Of course, that blister has burst just as the contracts have expired en masse.
The city can't really afford to sign generous contract settlements, but the workers can't afford not to.
All in all, when it comes to union woes and worries, 2009 couldn't be looking worse for the good citizens of Calgary.
And yet, it is worse, much worse, thanks to a city council with the flexibility of a concrete comforter.
With a couple of laudable exceptions -- Ray Jones, for one, says he will donate his aldermanic raise to a scholarship fund -- council accepted this year's 5.5% salary hike with a collective shrug.
Just following the rules, they said, tacking the $5,000 onto their $92,000 salaries.
True, the raise is determined by an independent board and based on Statistics Canada's average salary increase for Albertans, but the decision to accept the cash was made by the mayor and aldermen.
It's a raise based on a economy that started strong and then withered -- more flexible politicians would have refused the money as an example of belt-tightening and battening the hatches.
Edmonton Mayor Stephen Mandel did, turning down his 5.5% hike.
Calgary's Dave Bronconnier took the money -- and then he took a taunting jab at the city's unions, who are already lining up to demand the same raise.
Let an independent board determine union contracts based on the annual economy, Canada's highest-paid mayor said yesterday, and the 5.5% is yours.
Bronconnier's badgering of nearly 5,000 workers without a contract will have those at the negotiation tables wincing -- as will this column, for at least one alderman.
Ald.

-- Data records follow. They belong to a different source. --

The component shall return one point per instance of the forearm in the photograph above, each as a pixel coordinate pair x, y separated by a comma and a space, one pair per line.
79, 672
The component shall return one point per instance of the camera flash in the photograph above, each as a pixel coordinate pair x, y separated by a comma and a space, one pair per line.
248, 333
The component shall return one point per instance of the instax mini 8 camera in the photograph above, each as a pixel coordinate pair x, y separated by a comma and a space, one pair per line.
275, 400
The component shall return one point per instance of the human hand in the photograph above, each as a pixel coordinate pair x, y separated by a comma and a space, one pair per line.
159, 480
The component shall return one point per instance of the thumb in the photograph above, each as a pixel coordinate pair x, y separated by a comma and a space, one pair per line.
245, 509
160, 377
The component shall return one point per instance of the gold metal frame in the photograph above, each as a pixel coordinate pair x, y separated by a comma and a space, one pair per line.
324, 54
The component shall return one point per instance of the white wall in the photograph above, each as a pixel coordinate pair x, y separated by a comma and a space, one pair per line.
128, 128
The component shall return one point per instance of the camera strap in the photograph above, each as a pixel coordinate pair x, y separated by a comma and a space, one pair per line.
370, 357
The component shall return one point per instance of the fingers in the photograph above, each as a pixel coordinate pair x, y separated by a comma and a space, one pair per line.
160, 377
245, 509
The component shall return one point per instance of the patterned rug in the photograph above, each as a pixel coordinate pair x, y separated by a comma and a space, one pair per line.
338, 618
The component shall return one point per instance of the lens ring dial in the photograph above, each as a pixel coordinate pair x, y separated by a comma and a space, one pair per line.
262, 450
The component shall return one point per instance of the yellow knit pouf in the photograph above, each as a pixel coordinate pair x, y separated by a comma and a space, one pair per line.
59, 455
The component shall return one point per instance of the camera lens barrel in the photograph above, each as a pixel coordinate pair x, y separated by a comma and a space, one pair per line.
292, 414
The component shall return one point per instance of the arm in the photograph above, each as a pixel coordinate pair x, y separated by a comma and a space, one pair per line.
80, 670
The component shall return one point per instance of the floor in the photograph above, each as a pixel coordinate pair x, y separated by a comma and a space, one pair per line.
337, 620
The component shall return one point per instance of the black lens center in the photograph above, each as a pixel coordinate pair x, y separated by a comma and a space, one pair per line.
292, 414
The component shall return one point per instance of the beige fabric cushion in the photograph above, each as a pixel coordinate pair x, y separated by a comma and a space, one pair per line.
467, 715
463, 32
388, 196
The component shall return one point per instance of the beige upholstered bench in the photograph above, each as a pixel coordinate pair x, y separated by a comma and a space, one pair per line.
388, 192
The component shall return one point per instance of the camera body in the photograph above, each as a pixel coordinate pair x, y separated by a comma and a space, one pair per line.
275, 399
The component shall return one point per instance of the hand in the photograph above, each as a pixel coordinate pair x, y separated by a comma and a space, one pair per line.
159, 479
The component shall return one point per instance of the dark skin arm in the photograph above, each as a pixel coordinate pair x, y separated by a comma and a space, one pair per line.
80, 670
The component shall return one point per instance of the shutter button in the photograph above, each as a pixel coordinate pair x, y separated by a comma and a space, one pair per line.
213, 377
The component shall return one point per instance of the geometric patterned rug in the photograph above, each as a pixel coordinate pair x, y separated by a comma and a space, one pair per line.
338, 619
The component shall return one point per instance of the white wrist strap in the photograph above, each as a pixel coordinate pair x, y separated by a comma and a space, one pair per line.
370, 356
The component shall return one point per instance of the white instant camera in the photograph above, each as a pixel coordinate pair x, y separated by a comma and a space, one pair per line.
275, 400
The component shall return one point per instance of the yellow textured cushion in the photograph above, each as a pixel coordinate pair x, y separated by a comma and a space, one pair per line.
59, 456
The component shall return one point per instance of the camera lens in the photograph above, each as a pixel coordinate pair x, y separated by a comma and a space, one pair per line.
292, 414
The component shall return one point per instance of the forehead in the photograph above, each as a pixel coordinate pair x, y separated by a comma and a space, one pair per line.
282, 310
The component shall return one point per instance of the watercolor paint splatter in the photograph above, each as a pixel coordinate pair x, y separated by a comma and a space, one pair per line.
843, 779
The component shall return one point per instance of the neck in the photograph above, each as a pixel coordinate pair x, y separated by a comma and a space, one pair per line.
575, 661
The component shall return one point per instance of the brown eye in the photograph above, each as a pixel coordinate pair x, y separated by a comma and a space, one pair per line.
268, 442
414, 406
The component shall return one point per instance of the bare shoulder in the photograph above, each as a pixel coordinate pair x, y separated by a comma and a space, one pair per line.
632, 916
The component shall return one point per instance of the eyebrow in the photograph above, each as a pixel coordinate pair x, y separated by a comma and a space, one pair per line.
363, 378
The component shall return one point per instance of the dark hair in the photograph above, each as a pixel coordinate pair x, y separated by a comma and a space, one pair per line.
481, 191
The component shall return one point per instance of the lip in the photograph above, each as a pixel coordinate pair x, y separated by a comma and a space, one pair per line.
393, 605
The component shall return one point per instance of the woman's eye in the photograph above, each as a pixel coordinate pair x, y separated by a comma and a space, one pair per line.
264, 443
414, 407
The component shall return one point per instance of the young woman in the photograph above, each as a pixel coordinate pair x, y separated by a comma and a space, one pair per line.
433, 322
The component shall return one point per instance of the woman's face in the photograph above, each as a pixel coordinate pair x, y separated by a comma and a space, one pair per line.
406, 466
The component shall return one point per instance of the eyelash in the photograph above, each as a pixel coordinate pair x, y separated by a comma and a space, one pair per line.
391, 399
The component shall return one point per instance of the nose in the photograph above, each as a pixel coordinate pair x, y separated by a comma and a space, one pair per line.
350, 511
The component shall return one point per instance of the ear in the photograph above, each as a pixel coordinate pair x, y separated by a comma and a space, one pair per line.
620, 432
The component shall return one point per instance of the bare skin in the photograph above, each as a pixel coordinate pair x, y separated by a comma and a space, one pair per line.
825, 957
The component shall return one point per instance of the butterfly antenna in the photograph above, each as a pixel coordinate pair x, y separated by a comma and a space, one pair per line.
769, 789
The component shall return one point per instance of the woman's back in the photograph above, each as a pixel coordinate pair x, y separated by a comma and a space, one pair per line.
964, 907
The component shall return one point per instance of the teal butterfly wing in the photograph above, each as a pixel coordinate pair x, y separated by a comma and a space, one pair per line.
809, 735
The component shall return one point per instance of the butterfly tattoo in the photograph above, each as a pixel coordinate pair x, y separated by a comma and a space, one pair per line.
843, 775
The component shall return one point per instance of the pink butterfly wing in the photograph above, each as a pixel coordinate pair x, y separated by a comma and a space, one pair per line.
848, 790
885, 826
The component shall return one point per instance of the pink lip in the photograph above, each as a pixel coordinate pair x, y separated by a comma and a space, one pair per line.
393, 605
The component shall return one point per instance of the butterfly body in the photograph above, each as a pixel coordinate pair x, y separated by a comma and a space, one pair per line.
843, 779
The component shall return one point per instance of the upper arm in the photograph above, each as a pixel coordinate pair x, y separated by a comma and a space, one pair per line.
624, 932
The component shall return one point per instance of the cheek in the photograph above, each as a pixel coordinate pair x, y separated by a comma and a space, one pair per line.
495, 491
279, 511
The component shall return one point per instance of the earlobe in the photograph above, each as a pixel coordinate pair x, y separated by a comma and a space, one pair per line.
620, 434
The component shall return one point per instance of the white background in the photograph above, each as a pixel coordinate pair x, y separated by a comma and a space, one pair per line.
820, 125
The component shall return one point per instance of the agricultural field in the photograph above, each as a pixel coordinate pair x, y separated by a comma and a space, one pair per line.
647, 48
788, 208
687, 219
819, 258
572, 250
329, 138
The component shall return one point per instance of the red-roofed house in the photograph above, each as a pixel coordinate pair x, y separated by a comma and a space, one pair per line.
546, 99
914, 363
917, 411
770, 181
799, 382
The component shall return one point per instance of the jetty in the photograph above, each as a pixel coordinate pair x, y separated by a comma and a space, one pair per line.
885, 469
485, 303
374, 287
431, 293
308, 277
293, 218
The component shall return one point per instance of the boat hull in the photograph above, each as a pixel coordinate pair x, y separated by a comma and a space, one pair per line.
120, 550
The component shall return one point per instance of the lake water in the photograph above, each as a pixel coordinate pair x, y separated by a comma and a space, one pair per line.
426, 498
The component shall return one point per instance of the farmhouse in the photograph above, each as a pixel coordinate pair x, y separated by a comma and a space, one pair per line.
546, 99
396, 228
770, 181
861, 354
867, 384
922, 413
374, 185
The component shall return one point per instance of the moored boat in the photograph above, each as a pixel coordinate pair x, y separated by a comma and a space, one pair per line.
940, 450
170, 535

Gord Lowe says that negotiations with city unions always leave him on edge, particularly when they escape the quiet confines of city hall for the volatile pages of the press.
"A good chunk of our workforce is unsigned -- it's always a worry, and it often comes back to what the media says," said Lowe.
The 5.5% raise, having become fodder for headlines and news stories, has Calgarians lashing out in anger and union bosses looking on with great expectations, said Lowe.
"The hue and cry from the public has been quite remarkable," he said.
"The unions will take a look at what's coming council's way, and so it will unfold."
Unwilling to set an example by showing the flexibility to just say no in the face of a faltering economy, city council has made a 5.5% wage hike the standard for the battles to come.
John Dooks, head of the Calgary Police Association, said city council's wage is the benchmark for all unions.
"Absolutely. Obviously, that kind of increase is something we will be targeting," said Dooks.